Palmer edited the film himself, and it shows. On the one hand, he has an imaginative grasp of montage - there are thrilling sequences of images denoting the 1917 Revolution and the hagiography of Stalin. On the other hand, it isn't always clear from the sequences of images what point he is trying to put across; the Babi Yar sequence is confused in its apparent attempt to equate Stalinism with Nazism.
One thing is clear, however. Without a good knowledge of Shostakovich's life and his music, a viewer cannot get the most out of this film. Even if like me you have read the composer's disputed memoirs several times, you often find yourself asking: "What year are we in now? Who is that character? Which part of his life are we dealing with?" Narrative clarity is not Palmer's priority, and perhaps it shouldn't be; but newcomers to Shostakovich would not be advised to start here.
Kingsley's performance as Shostakovich is impeccable. Although he doesn't resemble the composer precisely, his bearing and delivery convey the composer's inner torment and private battles with perfection. Veering between nervousness and furious sarcasm, he brings across all Shostakovich's difficulty of reconciling his private vision with his public role. Mention should also be made of Terence Rigby as Stalin - wordless for at least half the film, he carries a malevolent presence which suggests the sheer imposing terror of the man himself.
In other respects, the film is flawed - the appearance of household names in small roles is distracting (Frank Carson as a Russian clown, for heaven's sake!) and Russian names are frequently mispronounced and mistranscribed. Including footage of present-day musicians performing Shostakovich's music is not as incongruous as it sounds; but it is a pity that the works are sung in English, robbing them of the natural poetry of the Russian to which they were set.

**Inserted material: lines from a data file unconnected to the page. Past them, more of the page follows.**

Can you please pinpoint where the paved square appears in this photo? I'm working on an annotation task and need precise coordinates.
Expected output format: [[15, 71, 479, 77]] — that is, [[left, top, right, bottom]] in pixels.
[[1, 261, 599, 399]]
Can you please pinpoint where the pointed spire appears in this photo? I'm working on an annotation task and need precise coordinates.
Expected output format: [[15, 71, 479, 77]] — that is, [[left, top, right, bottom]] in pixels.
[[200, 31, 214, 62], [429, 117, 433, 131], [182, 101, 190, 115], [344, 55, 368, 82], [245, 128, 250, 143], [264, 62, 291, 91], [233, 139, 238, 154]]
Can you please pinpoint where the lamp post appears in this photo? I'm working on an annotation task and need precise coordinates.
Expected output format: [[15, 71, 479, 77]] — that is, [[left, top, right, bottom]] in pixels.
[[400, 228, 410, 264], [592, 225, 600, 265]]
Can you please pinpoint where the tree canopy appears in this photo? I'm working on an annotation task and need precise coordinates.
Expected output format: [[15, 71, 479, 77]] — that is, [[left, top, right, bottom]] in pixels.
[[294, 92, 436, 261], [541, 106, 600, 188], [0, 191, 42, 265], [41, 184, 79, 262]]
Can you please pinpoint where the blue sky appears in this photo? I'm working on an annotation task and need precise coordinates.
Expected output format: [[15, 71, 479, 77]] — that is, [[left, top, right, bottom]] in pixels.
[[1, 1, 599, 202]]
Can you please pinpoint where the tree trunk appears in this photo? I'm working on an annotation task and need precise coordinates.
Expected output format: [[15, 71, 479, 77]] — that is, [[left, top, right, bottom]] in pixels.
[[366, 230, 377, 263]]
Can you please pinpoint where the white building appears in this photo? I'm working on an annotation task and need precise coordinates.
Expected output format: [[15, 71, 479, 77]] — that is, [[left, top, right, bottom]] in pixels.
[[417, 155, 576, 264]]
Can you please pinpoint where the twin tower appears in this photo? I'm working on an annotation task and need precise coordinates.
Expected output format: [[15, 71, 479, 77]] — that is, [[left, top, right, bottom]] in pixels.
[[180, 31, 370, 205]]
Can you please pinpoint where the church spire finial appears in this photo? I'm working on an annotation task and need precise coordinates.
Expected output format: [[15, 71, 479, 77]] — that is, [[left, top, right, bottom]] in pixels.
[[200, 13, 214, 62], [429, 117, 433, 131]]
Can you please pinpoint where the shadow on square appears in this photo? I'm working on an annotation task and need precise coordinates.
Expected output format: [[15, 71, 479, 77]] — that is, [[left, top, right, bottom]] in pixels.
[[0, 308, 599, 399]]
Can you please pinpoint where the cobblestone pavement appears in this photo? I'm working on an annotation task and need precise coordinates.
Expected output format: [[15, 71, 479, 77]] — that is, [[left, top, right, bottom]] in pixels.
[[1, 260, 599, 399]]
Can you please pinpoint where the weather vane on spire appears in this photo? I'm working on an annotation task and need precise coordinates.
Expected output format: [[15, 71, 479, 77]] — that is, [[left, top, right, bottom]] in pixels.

That 'Testimony' is a labour of love is unmistakable; that it is, technically, one of the most compelling pieces of British cinema is indisputable. But it is too long, the parallels between Shostakovich and Stalin are perhaps foregrounded too much, and there is a danger that this enigmatic composer will seem even less accessible after watching. That does the composer a disservice; but, on the other hand, let's be grateful that this film was made at all.